I was thinking more specifically about vertical partitioning along the
functional boundaries which wouldn't be sharding by my (possibly incorrect)
definition.  Apologies for being off-topic, too  :-)

> Then you're not maintaining referential integrity. There's no point in
> having a user-id that doesn't *mean* anything. 

I'm not suggesting that the user id doesn't mean anything.  It means
exactly the same thing as it does in any other database - a unique
identifier to a user record.

I'm saying that the user record in the message DB doesn't need to
store email address, username, password, favourite colour, challenge
question/response, and all the other cruft that goes with user administration.
All it needs is a unique id, an authentication realm (identifying the
authentication service) and authentication token (identifying the user
at that service).  And perhaps any message-board specific niceties such
as your local nick and display preferences.

Similarly in the authentication DB there's no need to store information
in the users table relating to message board preferences.

I can see that trivially splitting one user table into two leads to all
sorts of integrity problem.  But I'm thinking of them as two separate
user databases from the outset and accepting that they're potentially
disjoint.

The best (but poor) example I can think of right now is how my gravatar
popped up automatically when I signed up at github.  Not because the github
user database is referentially at one with the gravatar database, but because
I used the same public identifier (my email address) on both systems.

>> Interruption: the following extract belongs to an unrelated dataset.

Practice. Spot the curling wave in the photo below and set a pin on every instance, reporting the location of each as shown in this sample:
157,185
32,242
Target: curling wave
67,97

So it could be argued that there is *a* point in having a user id (such
as email address) that doesn't *mean* anything to the *current* database,
because it might have meaning to *other* databases.  It's the closest
thing we've got to referential integrity in a distributed world.

> Primary keys, foreign
> keys and all the other bits and pieces of RI in a SQL database are there
> to maintain the *meaning* of your data.

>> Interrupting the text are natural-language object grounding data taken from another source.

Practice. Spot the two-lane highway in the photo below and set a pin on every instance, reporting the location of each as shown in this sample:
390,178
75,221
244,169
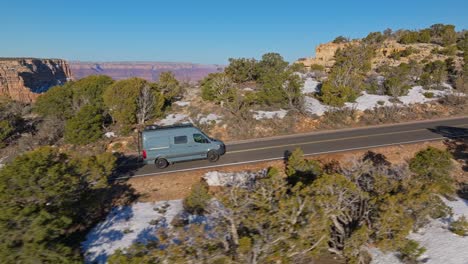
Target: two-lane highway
266,149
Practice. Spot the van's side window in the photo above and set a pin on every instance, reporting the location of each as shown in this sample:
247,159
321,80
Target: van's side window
199,138
180,140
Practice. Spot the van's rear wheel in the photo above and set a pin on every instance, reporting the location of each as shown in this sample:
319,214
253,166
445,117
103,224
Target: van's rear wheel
161,163
212,156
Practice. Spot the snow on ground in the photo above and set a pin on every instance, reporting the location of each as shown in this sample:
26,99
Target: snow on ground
172,119
314,106
182,103
416,95
245,178
109,134
369,101
209,119
442,245
126,225
258,115
310,86
379,257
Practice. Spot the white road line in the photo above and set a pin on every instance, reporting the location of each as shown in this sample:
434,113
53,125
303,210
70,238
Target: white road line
278,158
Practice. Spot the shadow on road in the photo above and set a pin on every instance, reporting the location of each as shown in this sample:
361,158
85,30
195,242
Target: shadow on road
457,143
450,132
127,166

Sure, I recognise the fact that you lose referential integrity at the
boundary between your db and the "outside world".  But internally,
the DB remains referentially intact.  The message board still has its
own user records for messages to reference.  The fact that the authentication
realm/token may at some point in the future become invalid is really no
different to the current situation where a user's email address changes
and they can no longer login or get a password reminder/reset.

> Before that though, make sure you do have a problem. Pick the right tool
> for the job - if high concurrency/complex queries/procedural code for
> constraints is a requirement then it's probably not MySQL. Always
> consider what an extra couple of grand on hardware will gain you.

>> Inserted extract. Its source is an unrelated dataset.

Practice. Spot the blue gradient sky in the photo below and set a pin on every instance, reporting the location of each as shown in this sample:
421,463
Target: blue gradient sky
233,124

For this particular project we don't really have a database problem that
can't be solved with a bit of replication and a whack of the hardware hammer.
The majority of the load will be searches that we're reading from a single
read-only table.  So we can replicate that easily across as many web heads as
required for performance and it gives us simple redundancy in case of machine
failure, etc.

All the read/write functionality (mostly CMS-like stuff) will happen
(initially) on a single server with master read/write database.  It'll
be fairly low-load and it's not mission critical (in the sense that having
the CMS offline for a few hours is an inconvenience not a hanging offence).

The impetus was more about turning one large and tangled CMS-like system into
several smaller, simpler systems.  90% of the tables fall neatly into one
sub-system or the other (front-end search and content delivery, back-end
content management, image management, accounting and billing, and so on).
It's the last few  tables (mostly relating to users, unsurprisingly) that
straddle spread-eagled across the database dangling their tools in the works.

So I'm really coming at this from the perspective of someone thinking about
building distributed apps and wondering how the database is going to work
behind the scenes, rather than someone with a database performance problem
considering partitioning.

Cheers
A